An alternative is to use the xb and
nooffsetoptions (you need both) to obtain
the linear predictor or log-hazard, which you can then
exponentiate to obtain the fitted hazard rate.
. predict events (option n assumed; predicted number of events) . gen hazard = events/exposure
At this point recall that the age intervals have different widths.
We stored the widths in months in the variable width.
We will now convert it to years, so it is in the same units as
exposure.
. quietly replace width=width/12
Now we will sort the data by age within each cohort and calculate the cumulative hazard for each cohort as a running sum of the hazard times the interval width. We then use the fact that S(t)= exp{-L(t)} to obtain the survival function.
. sort cohort age . by cohort: gen cumhaz = sum(hazard * width) . gen survival = exp( -cumhaz)
The last thing to do is print our handy work. I will use the
tabulate command rather than list
to obtain a suitable two-way layout. We specify the "mean"
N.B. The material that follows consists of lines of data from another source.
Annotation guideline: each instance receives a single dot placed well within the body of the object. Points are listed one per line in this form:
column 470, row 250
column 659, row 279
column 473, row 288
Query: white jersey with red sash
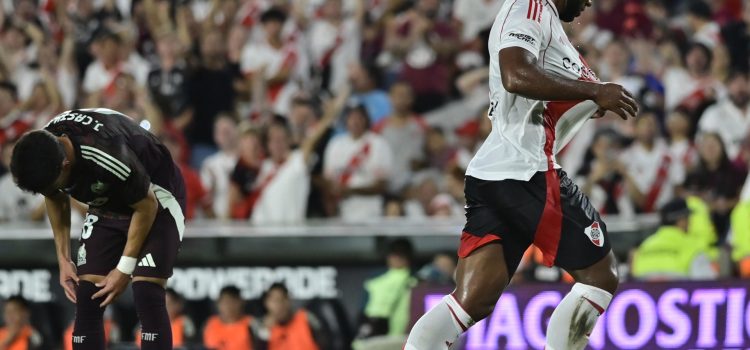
column 358, row 163
column 526, row 133
column 282, row 191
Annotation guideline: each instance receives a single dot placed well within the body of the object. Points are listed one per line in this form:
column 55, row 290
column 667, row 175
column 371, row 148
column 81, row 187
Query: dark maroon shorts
column 103, row 239
column 549, row 211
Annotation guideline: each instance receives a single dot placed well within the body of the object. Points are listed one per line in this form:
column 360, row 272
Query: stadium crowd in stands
column 282, row 110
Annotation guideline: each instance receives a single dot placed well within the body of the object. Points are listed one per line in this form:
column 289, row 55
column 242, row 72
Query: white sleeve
column 521, row 27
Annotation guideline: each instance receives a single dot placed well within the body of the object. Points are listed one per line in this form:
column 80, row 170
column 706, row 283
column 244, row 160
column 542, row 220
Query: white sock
column 575, row 317
column 439, row 328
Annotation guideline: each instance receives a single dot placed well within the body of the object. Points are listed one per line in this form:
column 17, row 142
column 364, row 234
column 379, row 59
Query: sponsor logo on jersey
column 99, row 187
column 98, row 202
column 595, row 234
column 580, row 69
column 523, row 37
column 147, row 261
column 81, row 255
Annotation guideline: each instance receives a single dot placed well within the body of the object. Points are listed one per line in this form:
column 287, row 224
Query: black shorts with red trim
column 549, row 211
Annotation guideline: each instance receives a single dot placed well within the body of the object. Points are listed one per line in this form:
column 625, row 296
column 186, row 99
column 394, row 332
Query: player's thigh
column 494, row 215
column 101, row 244
column 584, row 240
column 159, row 252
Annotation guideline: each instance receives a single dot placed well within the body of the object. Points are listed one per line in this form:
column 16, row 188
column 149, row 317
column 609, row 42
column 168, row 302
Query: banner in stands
column 194, row 283
column 304, row 282
column 34, row 285
column 707, row 315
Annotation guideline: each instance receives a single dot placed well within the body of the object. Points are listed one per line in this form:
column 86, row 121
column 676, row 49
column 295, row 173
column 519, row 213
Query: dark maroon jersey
column 117, row 161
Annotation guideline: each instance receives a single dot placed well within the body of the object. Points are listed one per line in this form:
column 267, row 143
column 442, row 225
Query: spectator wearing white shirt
column 404, row 131
column 717, row 180
column 281, row 189
column 650, row 165
column 693, row 86
column 15, row 204
column 701, row 24
column 334, row 42
column 357, row 166
column 282, row 65
column 113, row 59
column 730, row 118
column 217, row 168
column 603, row 178
column 681, row 147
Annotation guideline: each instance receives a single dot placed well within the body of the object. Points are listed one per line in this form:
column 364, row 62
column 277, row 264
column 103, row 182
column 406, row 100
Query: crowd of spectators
column 279, row 111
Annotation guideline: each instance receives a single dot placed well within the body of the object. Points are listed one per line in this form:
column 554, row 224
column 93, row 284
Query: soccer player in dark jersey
column 134, row 223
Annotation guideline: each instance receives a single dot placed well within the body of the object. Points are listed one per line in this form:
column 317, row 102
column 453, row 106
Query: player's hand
column 615, row 98
column 69, row 279
column 111, row 287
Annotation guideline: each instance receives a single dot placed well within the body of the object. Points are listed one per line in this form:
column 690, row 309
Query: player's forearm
column 521, row 75
column 376, row 189
column 533, row 83
column 140, row 224
column 58, row 211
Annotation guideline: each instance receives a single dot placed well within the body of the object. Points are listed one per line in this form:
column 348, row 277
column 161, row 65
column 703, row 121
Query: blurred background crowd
column 278, row 111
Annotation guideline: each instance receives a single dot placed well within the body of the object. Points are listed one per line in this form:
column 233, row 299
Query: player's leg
column 584, row 251
column 150, row 305
column 101, row 244
column 88, row 328
column 155, row 264
column 481, row 278
column 484, row 268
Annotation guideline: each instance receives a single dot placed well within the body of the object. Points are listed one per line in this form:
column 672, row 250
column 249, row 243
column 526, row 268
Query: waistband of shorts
column 108, row 214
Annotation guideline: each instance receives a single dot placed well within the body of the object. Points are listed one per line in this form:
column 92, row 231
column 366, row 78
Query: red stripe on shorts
column 547, row 236
column 470, row 243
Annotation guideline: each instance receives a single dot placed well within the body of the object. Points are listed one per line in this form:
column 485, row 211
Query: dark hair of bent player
column 21, row 301
column 37, row 161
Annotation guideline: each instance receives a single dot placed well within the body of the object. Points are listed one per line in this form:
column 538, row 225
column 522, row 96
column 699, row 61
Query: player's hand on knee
column 69, row 279
column 615, row 98
column 111, row 286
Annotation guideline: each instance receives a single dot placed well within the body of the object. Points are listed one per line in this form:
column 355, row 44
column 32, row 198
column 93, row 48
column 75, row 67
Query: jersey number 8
column 88, row 225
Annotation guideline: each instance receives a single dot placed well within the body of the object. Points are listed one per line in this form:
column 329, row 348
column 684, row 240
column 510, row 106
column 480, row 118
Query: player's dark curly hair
column 37, row 161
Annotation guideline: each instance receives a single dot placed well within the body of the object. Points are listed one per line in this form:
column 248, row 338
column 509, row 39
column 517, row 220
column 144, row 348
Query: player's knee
column 88, row 310
column 149, row 297
column 150, row 305
column 478, row 303
column 88, row 329
column 604, row 275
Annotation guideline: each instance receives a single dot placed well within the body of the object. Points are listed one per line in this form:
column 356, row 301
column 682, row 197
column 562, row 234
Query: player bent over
column 541, row 91
column 134, row 223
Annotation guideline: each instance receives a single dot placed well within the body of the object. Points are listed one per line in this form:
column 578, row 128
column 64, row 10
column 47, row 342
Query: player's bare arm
column 58, row 208
column 521, row 75
column 144, row 213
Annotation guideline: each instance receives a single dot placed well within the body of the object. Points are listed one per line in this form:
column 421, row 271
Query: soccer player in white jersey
column 541, row 91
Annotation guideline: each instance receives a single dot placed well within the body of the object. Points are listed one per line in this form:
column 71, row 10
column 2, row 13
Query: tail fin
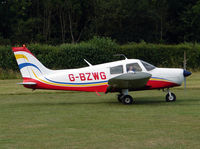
column 29, row 65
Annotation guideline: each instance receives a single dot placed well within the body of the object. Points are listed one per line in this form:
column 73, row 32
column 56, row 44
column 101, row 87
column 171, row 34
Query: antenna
column 121, row 55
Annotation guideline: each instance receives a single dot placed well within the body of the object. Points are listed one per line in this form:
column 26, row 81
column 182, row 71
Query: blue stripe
column 75, row 83
column 28, row 64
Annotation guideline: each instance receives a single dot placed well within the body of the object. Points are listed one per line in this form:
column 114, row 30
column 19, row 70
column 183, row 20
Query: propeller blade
column 184, row 83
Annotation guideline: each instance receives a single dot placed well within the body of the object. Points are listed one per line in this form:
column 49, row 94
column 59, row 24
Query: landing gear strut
column 124, row 98
column 170, row 97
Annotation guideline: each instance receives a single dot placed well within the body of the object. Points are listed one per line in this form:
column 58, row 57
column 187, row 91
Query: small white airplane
column 119, row 76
to list the single value in each combination of age and cohort.
. tab age cohort, sum(survival) mean
Means of survival
| cohort
age | 1941-59 1960-67 1968-76 | Total
-----------+---------------------------------+----------
0-1m | .948174 .96225148 .96755582 | .9593271
1-3m | .93424118 .95200664 .95871943 | .94832242
3-6m | .91725379 .93945831 .94787771 | .93486327
6-12m | .89332932 .92167592 .93247825 | .91582783
1-2y | .86575711 .90101773 .91453487 | .8937699
2-5y | .83910733 .88087684 .8969841 | .87232276
5-10y | .82751352 .87205952 .88928276 | .86295193
-----------+---------------------------------+----------
Total | .88933946 .91847806 .92963328 | .9124836
Stata has commands for fitting some of the parametric models discussed in the bibliographic notes, such as the Weibull model. It also has non-parametric methods, including procedures for calculating Kaplan-Meier estimates and for fitting Cox regression models by partial likelihood. Finally, Stata has facilities for generating person-year files.